- Died: 3 November 1611
- Occupation: Physician

= Hippocrates Otthen =

French physician

Hippocrates Otthen (died 3 November 1611), also d'Otthen and d'Othon, was a French physician.

==Biography==
Otthen was descended of a noble family of Otthens in Alsace, but was educated and became doctor of medicine at the university of Montpellier, France. He came to England in the train of his further, the emperor's physician, who had been summoned by Queen Elizabeth. Pressed into the service of the Earl of Leicester, ‘who desired him to pertain unto him,' he continued in the latter's service for many years, both at home and in the Low Countries. He was admitted a licentiate of the Royal College of Physicians on 4 July 1589, being described as ‘vir doctus et practicator bonus.' On the death of Leicester he entered the service of the Earl of Essex, and, by Elizabeth's command, attended him in the wars of France and the expedition to Cadiz.
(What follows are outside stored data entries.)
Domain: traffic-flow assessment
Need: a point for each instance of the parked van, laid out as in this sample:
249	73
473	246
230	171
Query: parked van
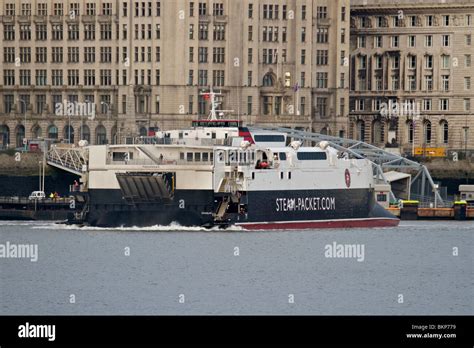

After his return to England he was ordered by Elizabeth to attend Mountjoy in Ireland. He subsequently accompanied, in the same capacity of physician, the Earl of Hertford, the English ambassador to the Archduke of Austria. The rest of his life was spent in private practice. On 12 June 1609 he was incorporated M.D. at Oxford. He died on 3 November 1611, and was buried in the church of St. Clement Danes, London, where a monument, with inscription, was erected to his memory on the south aide of the chancel (see Stow, Survey of London, iv. 113). Otthen married Dorothy, a daughter of Roger Drew of Densworth in Sussex, esquire. After his death she married Sir Stephen Thomhurst of Kent, and died on 12 June 1620, aged 55. She was buried in Canterbury Cathedral, where a monument was erected to her memory.